Quick notes: It was after Body Boss and before SalesWise when I consulted with several companies. A few companies and I worked together to explore working full-time after our initial contracts. However, none of those materialized into full-time positions. Those initial consulting arrangements allowed responsible parties to realize we were not good fits. I learned about how teams worked together, trajectory of the companies, etc. Early consulting allowed me to dive in without risking longer term objectives.

Before AUTIT (and after Burner Rocket / SalesWise), I applied to Google. This would have been a good opportunity to be a part of a company that was at the cutting edge of technology. Meanwhile, they would pay well and make up for the deficits of working in startups over the years. This would have been a deliberate move to learn and build up a seed fund for a future company. However, this hiring process didn’t go too far.

What’s all this mean to folks looking to make moves?
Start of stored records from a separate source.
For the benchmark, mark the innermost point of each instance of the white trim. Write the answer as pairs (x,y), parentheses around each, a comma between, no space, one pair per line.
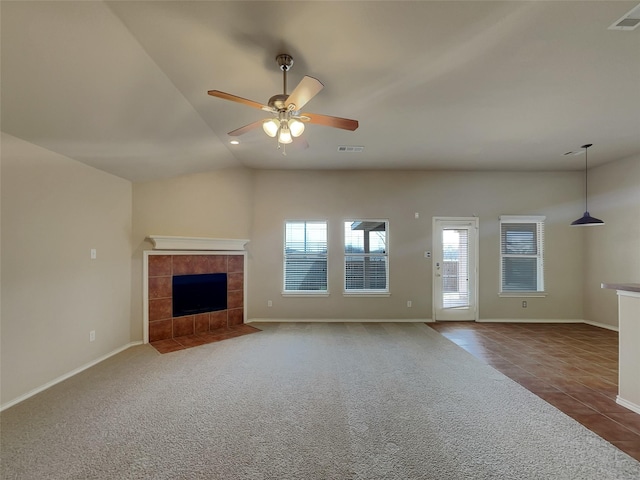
(602,325)
(522,294)
(473,224)
(70,374)
(627,404)
(628,293)
(522,218)
(324,256)
(529,320)
(365,292)
(340,320)
(163,242)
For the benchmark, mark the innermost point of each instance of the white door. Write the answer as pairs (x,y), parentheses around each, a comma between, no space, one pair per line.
(455,268)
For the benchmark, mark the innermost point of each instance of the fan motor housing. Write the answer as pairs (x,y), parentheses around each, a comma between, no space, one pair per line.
(278,101)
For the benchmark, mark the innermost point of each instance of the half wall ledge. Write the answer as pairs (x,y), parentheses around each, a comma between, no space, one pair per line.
(163,242)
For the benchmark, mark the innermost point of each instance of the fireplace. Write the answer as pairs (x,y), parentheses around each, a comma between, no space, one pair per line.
(173,273)
(192,294)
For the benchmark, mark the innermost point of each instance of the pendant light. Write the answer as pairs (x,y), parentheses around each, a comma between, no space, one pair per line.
(586,220)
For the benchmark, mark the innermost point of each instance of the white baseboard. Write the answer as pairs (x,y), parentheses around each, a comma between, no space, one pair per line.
(547,320)
(529,320)
(339,320)
(627,404)
(70,374)
(602,325)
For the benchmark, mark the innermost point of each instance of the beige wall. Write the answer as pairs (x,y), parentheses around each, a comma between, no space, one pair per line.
(612,251)
(396,196)
(216,204)
(54,211)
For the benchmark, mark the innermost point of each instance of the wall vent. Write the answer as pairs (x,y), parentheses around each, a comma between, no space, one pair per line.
(629,21)
(350,148)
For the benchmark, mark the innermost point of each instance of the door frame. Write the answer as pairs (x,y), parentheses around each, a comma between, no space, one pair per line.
(472,222)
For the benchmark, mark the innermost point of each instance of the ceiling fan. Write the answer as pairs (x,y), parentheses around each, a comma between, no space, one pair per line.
(287,121)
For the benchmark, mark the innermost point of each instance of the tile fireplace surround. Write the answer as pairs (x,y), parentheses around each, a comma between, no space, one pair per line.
(162,266)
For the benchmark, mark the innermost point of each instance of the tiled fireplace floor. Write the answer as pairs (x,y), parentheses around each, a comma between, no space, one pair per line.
(574,367)
(188,341)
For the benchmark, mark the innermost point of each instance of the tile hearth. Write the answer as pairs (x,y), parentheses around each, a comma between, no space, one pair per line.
(188,341)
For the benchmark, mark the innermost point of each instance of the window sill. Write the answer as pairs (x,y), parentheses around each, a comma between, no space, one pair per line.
(305,294)
(522,294)
(363,293)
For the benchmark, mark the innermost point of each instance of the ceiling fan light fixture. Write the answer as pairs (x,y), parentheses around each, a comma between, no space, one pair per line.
(270,127)
(284,136)
(296,127)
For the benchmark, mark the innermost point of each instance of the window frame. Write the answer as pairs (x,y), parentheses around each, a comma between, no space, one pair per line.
(371,292)
(538,222)
(285,256)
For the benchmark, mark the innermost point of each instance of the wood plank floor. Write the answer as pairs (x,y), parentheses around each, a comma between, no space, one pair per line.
(574,367)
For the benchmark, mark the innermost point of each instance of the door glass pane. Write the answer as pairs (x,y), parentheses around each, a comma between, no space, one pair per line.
(455,268)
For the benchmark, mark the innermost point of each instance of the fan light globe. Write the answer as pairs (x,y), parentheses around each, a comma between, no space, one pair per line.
(285,134)
(270,127)
(296,127)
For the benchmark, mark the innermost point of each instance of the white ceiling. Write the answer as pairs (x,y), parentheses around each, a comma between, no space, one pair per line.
(122,85)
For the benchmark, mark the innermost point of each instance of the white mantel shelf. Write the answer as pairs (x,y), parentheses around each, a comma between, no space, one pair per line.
(163,242)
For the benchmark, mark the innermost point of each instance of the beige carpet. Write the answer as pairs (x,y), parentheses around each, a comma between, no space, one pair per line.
(301,401)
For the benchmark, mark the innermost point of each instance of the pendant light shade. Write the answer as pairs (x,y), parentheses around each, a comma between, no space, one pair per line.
(586,220)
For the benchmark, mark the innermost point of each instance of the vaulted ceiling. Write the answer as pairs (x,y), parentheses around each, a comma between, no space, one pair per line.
(477,85)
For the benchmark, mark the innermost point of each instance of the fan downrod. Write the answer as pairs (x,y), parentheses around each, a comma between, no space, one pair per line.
(285,62)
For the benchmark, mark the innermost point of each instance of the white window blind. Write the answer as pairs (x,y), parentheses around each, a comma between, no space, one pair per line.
(521,253)
(366,256)
(305,256)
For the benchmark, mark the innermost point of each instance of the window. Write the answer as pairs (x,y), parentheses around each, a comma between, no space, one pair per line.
(521,254)
(366,258)
(305,257)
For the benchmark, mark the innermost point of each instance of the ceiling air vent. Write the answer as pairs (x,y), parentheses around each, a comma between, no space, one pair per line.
(629,21)
(350,149)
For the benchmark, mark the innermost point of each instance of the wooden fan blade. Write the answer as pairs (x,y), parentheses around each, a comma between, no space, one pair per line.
(328,121)
(235,98)
(247,128)
(305,91)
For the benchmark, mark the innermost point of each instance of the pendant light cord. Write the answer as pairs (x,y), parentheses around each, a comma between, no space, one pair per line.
(586,179)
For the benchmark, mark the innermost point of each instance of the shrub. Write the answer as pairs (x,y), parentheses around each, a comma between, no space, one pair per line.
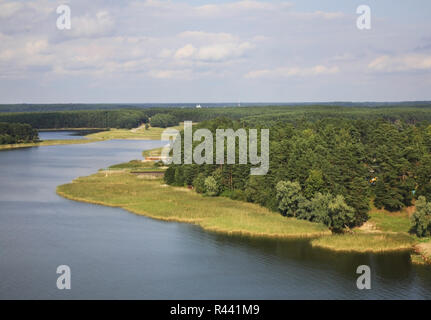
(421,218)
(212,187)
(199,183)
(288,196)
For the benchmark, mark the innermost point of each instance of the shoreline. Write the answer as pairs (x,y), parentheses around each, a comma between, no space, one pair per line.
(196,222)
(375,242)
(104,135)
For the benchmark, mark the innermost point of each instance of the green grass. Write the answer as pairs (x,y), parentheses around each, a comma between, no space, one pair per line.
(366,242)
(113,134)
(138,165)
(390,222)
(45,143)
(155,200)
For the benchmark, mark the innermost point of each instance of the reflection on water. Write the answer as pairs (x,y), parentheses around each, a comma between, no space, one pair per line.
(114,254)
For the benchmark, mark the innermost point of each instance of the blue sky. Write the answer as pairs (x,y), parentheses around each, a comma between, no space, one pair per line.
(214,51)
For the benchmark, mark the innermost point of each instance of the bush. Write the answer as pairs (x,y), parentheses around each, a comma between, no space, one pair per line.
(238,195)
(199,183)
(212,187)
(288,196)
(421,218)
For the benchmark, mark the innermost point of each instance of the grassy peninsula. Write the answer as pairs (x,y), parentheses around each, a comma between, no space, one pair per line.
(119,188)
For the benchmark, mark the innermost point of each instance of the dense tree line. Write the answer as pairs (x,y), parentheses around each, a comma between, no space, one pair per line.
(163,120)
(128,116)
(79,119)
(11,133)
(329,163)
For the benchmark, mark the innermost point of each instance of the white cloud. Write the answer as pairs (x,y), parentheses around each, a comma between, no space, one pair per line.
(409,62)
(185,52)
(292,72)
(88,26)
(8,9)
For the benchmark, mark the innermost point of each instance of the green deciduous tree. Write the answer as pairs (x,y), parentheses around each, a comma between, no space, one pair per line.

Paths can be very different than the traditional apply-interview-offer format. My path has been relatively the same the last several positions. My motivations have changed, but I have aligned goals to the process I felt would be most advantageous to the value I would bring. I don’t “interview”. I don’t “apply”. Though I keep an updated resume together, I have not used it much – certainly not for my last several positions, not even during our early talks. I know my value, and it does not fit on one page.

Figure out what works for you. Then, try to control part of the process to put you in the best position to achieve your goals.